There are a couple of ways to approach LOVE, a new Beatles album that flirts with heresy by remixing and remodeling the most sacrosanct pop canon of the 20th century. You could figure it as a sop to today's interactive mash-up culture. Or you could say it's just extending the medley-ish, segue-happy ethos of Abbey Road to the band's entire catalog. Really, it's both, and it's bliss.
Paul and Ringo weren't involved beyond approvals, but the album was lovingly assembled by the nearest thing to a Beatle original producer Sir George Martin, whom many fans consider a ''fifth Fab.'' He and his talented son, Giles, were assigned to mess with the masters for a soundtrack to the Cirque du Soleil show of the same name, and tinker they did. The vocal from ''Within You Without You'' is married to the Eastern-Zen rhythm bed of ''Tomorrow Never Knows.'' It's mash-up time again or maybe crash-up? when the beep-beep-yeahs of ''Drive My Car'' become the backing track for ''What You're Doing,'' with ''Word'' fragments adding to the gridlock. Beatlemaniacs can anticipate Beatlegasms upon hearing the Martins lay the haunting guitar coda from ''I Want You'' over the mad calliope music of ''Being for the Benefit of Mr. Kite.'' Some tracks wed different recordings of the same song, sequentially (''Strawberry Fields Forever'' progresses from demo to finished product) or simultaneously (the surround mix of ''I Want to Hold Your Hand'' has the studio version in front speakers and the live Hollywood Bowl recording in the rear).
That cacophony could grow assaultive, but there's stripping down amid the pile-ons. The exhilarating opener, ''Because,'' is now a cappella, and the most glorious choral rock divinity since the Beach Boys' ''Our Prayer.'' ''While My Guitar Gently Weeps'' shows up as George Harrison's solo demo, but with new orchestration composed by the senior Martin; you'll thank God or Krishna that one George lived long enough to so honor the other.

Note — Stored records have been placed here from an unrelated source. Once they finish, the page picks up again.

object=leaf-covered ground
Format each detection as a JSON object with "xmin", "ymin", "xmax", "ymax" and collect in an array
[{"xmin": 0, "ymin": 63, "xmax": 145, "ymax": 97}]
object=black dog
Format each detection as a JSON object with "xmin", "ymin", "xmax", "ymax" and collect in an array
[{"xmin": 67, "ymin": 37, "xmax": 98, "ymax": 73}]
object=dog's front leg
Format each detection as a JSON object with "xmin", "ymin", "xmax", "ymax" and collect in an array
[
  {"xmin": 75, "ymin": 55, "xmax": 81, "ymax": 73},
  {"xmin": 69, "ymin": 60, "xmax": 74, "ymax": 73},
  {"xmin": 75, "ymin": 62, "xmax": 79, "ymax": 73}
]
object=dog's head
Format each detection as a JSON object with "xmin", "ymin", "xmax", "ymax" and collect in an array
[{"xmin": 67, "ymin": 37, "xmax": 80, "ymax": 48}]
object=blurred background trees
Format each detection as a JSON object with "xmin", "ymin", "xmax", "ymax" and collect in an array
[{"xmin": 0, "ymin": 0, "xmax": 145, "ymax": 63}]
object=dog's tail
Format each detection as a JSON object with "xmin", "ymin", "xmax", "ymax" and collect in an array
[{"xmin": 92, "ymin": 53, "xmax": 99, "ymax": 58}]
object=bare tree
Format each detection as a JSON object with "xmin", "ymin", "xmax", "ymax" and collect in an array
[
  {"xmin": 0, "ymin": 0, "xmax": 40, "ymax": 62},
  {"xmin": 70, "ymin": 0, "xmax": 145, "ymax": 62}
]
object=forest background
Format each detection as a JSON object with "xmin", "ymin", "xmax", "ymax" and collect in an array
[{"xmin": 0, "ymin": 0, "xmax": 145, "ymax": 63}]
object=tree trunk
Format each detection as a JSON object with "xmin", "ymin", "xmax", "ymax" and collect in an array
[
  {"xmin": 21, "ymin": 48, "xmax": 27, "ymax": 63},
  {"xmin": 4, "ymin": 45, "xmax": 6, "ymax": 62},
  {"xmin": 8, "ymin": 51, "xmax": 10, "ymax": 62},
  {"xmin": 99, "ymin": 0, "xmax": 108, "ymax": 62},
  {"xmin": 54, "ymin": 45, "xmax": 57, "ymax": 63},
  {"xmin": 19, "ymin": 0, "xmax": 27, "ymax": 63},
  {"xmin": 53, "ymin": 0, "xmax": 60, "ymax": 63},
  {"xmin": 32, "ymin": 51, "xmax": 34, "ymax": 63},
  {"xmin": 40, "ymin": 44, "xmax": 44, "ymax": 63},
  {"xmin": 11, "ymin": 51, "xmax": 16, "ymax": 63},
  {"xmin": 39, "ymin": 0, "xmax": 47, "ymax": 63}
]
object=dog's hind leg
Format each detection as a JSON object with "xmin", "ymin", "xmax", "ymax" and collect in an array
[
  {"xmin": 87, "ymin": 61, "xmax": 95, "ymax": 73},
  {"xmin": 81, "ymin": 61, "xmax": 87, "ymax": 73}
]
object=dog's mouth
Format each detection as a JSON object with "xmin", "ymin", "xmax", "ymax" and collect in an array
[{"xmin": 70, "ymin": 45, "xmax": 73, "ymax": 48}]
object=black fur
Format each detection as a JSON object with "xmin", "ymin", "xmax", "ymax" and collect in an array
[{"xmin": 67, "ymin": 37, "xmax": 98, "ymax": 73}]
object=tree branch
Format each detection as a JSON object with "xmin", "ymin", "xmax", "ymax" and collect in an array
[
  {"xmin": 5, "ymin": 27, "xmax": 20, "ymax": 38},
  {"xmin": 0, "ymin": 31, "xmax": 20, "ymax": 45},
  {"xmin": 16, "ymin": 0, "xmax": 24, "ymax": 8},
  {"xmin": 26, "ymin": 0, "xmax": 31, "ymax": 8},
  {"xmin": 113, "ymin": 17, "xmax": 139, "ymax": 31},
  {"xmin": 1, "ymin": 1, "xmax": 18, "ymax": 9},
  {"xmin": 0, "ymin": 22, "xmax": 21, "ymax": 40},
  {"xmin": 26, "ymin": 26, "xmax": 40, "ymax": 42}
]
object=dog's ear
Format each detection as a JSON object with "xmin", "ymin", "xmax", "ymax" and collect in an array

We've looked at LOVE from both sides now, meaning the standard stereo CD and the Audio 5.1 DVD that comes in the deluxe package. By all means, buy the latter (and speakers to play it on), because hearing a merely stereo LOVE after the full surround is like reverting to the mono Sgt. Pepper. The subtlest tweaking of elements lets you hear even excruciatingly overfamiliar recordings songs many of us have heard thousands of times as something altogether fresh. It's ironic that George Martin cited hearing damage when he retired in the '90s, because in returning for one gracious final offering, he gives us the gift of new ears.